- Interactive map of Golden Ox

Restaurant information
- Established: 1949; 77 years ago
- Owners: Wes Gartner, Jill Myers
- Food type: Steakhouse
- Location: 1600 Genessee St. #100, Kansas City, Missouri, 64102, USA
- Coordinates: 39°05′41″N 94°36′19″W﻿ / ﻿39.0946°N 94.6052°W
- Website: Official website

= Golden Ox =

The Golden Ox is a steakhouse restaurant located in the Kansas City Live Stock Exchange building in the West Bottoms neighborhood of Kansas City, Missouri. Founded in 1949, the Golden Ox is the birthplace of the Kansas City strip steak. The Golden Ox is considered the oldest steakhouse in Kansas City, because though Jess & Jim's Steakhouse had opened more than one decade earlier in 1938, its Martin City neighborhood was not annexed into Kansas City until 1963. The original Golden Ox location closed permanently following dinner on December 20, 2014. On June 8, 2018, new owners leased the space and reopened the Golden Ox in a renovated portion of the original space.

==History==
The Golden Ox opened on the first floor of the Kansas City Live Stock Exchange building in May 1949. Founded by Jay Dillingham and owned by the Kansas City Stockyard Company, the restaurant originally catered to ranchers and farmers who brought their cattle to the stockyards. Dillingham also used the restaurant as a place to entertain dignitaries, including Harry S. Truman and Dwight D. Eisenhower. The restaurant closed briefly due to the Great Flood of 1951. In 1957, the Golden Ox expanded when a one-story addition was added to the south side of the livestock exchange building to accommodate the restaurant expansion.

Jerry Rauschelbach and Steve Greer purchased the Golden Ox from Rauschelbach's father Bill in 1997. It closed in November 2003 without warning. Rauschelbach cited high beef prices, fewer people dining out, and overall poor economic conditions. The restaurant was purchased and reopened two weeks later by a group of investors led by Bill Teel and Steve Greer.
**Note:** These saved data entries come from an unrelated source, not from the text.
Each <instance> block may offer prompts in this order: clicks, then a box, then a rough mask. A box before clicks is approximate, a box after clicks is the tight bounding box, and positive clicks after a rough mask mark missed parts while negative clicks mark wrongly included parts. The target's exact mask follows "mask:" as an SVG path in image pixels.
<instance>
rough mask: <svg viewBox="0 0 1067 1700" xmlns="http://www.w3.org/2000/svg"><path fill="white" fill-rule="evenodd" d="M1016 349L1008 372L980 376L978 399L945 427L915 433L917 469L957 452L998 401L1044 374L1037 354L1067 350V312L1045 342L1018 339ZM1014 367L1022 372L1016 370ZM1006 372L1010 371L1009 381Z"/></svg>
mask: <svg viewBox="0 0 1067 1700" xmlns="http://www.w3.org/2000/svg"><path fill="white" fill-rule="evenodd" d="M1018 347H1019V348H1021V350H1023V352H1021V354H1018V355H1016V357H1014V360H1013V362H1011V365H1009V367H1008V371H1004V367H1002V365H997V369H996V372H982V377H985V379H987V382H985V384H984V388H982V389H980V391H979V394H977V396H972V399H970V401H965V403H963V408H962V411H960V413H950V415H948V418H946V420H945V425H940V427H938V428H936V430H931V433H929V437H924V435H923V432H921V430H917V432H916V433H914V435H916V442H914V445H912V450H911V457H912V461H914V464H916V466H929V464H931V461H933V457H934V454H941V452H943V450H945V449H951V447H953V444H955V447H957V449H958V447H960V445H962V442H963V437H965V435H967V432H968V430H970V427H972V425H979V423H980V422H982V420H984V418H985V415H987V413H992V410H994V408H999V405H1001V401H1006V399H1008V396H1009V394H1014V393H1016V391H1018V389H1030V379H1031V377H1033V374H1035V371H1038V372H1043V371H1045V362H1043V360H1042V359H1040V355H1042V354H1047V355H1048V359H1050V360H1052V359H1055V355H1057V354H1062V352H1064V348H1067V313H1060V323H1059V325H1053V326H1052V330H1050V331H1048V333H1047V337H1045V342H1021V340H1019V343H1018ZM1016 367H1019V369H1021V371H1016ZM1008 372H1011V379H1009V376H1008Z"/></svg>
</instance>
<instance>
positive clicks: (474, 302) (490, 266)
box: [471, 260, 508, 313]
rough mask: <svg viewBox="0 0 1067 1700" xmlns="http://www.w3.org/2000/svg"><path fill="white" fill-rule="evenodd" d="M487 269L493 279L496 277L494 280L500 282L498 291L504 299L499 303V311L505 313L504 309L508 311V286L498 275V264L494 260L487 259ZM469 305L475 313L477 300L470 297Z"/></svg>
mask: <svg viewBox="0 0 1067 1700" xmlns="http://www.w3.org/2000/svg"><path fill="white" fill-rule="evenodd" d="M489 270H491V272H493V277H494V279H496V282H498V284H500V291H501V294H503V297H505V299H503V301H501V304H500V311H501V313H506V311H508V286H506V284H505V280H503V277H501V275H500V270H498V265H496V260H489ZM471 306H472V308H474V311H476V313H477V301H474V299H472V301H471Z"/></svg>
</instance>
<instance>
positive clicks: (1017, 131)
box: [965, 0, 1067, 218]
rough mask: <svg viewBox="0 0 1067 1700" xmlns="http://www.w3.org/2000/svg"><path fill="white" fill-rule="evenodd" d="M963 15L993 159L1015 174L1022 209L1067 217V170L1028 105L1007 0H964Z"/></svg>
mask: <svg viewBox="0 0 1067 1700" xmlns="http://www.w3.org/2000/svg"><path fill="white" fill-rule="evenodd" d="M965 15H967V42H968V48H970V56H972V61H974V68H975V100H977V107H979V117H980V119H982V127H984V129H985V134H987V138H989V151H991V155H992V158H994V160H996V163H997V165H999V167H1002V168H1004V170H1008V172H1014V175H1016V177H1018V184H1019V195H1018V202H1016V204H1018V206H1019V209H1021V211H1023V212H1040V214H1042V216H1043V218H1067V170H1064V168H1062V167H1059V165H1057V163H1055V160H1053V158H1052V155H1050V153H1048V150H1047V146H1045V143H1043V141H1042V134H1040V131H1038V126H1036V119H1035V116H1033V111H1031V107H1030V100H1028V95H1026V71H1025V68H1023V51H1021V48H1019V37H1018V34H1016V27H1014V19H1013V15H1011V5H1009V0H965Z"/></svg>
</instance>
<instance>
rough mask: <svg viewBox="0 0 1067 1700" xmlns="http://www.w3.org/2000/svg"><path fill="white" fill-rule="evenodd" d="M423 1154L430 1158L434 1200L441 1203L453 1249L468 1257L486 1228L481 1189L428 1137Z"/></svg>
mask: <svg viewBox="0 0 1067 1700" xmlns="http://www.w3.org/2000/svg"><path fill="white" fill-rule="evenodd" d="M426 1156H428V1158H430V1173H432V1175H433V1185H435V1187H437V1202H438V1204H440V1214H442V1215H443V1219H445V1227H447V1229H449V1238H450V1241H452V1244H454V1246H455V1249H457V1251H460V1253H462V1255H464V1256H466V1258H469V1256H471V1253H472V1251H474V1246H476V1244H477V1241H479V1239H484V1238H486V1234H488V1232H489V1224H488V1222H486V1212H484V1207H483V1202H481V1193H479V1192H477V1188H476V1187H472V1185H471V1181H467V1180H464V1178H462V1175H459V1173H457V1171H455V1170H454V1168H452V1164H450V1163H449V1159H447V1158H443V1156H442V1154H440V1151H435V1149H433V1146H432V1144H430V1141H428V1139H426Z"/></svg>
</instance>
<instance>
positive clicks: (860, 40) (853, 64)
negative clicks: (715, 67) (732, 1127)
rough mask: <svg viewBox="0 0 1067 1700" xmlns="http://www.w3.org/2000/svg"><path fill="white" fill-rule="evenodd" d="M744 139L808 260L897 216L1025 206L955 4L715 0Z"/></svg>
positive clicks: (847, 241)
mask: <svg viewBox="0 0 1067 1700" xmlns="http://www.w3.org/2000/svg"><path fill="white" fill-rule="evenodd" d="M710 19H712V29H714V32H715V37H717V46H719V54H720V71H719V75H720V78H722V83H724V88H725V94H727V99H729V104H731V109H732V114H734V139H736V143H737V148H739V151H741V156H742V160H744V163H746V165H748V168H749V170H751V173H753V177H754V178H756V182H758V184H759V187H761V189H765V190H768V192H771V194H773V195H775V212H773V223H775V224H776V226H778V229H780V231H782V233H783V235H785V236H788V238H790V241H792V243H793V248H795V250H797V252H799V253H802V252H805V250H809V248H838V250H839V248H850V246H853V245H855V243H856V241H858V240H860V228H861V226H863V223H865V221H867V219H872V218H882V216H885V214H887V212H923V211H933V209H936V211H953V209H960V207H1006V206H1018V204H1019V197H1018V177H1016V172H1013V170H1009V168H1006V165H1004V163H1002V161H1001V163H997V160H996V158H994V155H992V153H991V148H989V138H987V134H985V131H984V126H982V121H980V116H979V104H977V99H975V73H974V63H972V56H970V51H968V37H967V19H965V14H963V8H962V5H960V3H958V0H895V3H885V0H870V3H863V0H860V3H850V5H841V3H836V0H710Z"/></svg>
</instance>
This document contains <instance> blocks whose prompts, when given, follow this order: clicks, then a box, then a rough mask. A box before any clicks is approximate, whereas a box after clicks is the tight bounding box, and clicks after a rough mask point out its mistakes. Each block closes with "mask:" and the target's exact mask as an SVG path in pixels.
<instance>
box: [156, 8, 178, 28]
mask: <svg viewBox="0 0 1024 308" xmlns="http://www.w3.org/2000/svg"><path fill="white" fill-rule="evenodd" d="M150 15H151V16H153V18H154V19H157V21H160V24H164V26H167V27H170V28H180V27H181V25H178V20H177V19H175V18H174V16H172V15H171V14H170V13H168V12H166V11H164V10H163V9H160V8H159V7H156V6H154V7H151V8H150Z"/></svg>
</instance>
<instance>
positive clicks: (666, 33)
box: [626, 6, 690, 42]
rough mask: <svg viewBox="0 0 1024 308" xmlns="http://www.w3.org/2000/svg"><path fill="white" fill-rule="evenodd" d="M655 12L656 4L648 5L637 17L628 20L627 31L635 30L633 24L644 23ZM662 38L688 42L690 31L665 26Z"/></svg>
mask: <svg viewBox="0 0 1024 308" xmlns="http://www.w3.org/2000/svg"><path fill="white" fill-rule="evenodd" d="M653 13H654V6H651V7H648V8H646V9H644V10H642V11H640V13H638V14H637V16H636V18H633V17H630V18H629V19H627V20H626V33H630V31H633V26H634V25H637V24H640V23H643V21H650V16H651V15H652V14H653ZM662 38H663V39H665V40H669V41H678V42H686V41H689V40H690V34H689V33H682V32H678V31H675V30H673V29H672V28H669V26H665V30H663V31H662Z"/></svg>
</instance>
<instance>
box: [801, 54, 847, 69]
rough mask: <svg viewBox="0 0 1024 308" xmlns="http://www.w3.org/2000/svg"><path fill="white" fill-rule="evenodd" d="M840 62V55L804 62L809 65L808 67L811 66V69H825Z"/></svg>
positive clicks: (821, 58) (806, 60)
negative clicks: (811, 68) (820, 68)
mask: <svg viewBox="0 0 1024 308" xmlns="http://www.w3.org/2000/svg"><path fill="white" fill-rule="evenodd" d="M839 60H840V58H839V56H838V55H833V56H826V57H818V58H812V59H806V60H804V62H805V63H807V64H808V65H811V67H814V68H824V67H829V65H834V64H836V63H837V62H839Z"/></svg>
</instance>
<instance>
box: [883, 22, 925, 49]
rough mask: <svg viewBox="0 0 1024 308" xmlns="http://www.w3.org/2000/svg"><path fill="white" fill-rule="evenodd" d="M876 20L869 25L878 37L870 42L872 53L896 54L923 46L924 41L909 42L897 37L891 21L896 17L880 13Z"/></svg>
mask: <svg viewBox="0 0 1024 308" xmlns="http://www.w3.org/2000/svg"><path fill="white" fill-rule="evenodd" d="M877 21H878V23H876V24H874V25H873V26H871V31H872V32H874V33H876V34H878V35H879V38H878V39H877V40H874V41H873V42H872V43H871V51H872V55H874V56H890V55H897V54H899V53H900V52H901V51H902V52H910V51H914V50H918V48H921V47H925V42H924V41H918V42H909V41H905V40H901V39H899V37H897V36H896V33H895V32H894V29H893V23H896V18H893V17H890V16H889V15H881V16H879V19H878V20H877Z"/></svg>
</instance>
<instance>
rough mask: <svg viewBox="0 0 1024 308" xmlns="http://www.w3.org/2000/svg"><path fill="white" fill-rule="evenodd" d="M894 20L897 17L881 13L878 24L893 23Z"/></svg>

Greer retired in August 2014. In December 2014, the Golden Ox announced permanent closure before the end of the year. Landlord Bill Haw indicated that the Golden Ox was behind on rent, and Haw planned to pursue a different restaurant or entertainment concept for the restaurant space in the livestock exchange building.

Following the 2014 closing of the restaurant, the space was divided, and Stockyards Brewing Co. planned to open in the south portion of the space, which was previously the bar area and one of the back dining areas. In November 2015, it was announced that Wes Gartner and Jill Myers signed a lease for the remaining 5,000-square-foot space, including the main dining room and kitchen on the north side of the original Golden Ox space. Gartner and Myers are also co-owners of Voltaire in West Bottoms. They announced plans to re-open the Golden Ox, including major renovation for a wood-fired grill in a semi-open kitchen. Livestock Exchange Building owner Bill Haw stated that the new owners of the Golden Ox would have access to any furnishing or memorabilia from the previous Golden Ox restaurant. After the renovation, it reopened in June 2018.

==Other locations==
In the late 1950s and into the 1960s, the owners opened locations in Denver, Colorado, Washington, D.C., and Nashville, Tennessee.

In 2003, while the Golden Ox was owned by Jerry Rauschelbach, a short-lived second location was opened at 95th Street and Metcalf Ave in Overland Park, Kansas, that had formerly housed Houston's restaurant. This location closed in November 2003, citing the bad economy and fewer people dining out.

In May 2013, owner Bill Teel opened the Ox Bar & Grill at an almost abandoned dining room in the Clarion Hotel at 7000 West 108th Street in Overland Park, Kansas. The location at the Clarion Hotel has some similarities with the original Golden Ox, but Teel stressed that it is a separate restaurant geared toward hotel guests and not a second location of the iconic Golden Ox.